Quasi-Newton methods for the acceleration of multi-physics codes

Abstract

Often in nature different physical systems interact which translates to coupled mathematical models. Even if powerful solvers often already exist for problems in a single physical domain (e.g. structural or fluid problems), the development of similar tools for multi-physics problems is still ongoing. When the interaction (or coupling) between the two systems is strong, many methods still fail or are computationally very expensive. Approaches for solving these multi-physics problems can be broadly put in two categories: monolithic or partitioned.

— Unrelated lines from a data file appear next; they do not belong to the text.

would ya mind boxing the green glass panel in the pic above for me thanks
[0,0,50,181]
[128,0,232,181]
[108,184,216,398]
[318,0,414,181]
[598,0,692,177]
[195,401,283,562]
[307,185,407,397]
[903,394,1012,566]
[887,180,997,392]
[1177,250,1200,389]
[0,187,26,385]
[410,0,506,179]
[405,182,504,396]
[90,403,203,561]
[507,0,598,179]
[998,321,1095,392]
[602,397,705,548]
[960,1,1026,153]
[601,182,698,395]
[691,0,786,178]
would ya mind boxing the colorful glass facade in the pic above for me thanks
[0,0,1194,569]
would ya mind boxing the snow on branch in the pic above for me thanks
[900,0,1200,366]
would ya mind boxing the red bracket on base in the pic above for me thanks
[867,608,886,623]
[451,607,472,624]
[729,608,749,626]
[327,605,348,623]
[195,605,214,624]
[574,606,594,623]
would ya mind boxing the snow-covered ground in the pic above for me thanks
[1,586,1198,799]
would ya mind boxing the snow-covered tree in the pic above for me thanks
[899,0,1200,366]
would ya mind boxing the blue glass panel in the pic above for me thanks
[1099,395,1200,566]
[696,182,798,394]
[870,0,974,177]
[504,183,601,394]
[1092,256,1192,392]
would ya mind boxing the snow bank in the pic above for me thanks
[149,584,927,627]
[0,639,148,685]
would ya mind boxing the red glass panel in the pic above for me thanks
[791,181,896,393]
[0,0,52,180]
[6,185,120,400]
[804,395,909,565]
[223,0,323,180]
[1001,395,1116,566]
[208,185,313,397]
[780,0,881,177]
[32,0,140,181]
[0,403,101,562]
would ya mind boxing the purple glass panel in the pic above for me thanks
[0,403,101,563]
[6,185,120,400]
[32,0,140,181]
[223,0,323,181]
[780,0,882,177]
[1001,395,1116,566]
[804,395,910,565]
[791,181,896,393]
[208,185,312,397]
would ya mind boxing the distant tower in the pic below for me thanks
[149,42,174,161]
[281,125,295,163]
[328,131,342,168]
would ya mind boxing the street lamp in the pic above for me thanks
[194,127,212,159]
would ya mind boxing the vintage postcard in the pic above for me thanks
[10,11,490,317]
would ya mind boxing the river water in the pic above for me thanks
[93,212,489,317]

While we are not claiming that the partitioned approach is panacea for all coupled problems, here we will only focus our attention on studying methods to solve (strongly) coupled problems with a partitioned approach in which each of the physical problems is solved with a specialized code that we consider to be a black box solver and of which the Jacobian is unknown. We also assume that calling these black boxes is the most expensive part of any algorithm, so that performance is judged by the number of times these are called. Running these black boxes one after another, until convergence is reached, is a standard solution technique and can be considered as a non-linear Gauss-Seidel iteration. It is easy to implement but comes at the cost of slow or even conditional convergence. A recent interpretation of this approach as a rootfinding problem has opened the door to acceleration techniques based on quasi-Newton methods. These quasi-Newton methods can easily be "strapped onto" the original iteration loop without the need to modify the underlying code and with little extra computational cost. In this paper, we analyze the performance of ten acceleration techniques that can be applied to accelerate the convergence of a non-linear Gauss-Seidel iteration, on different multi-physics problems.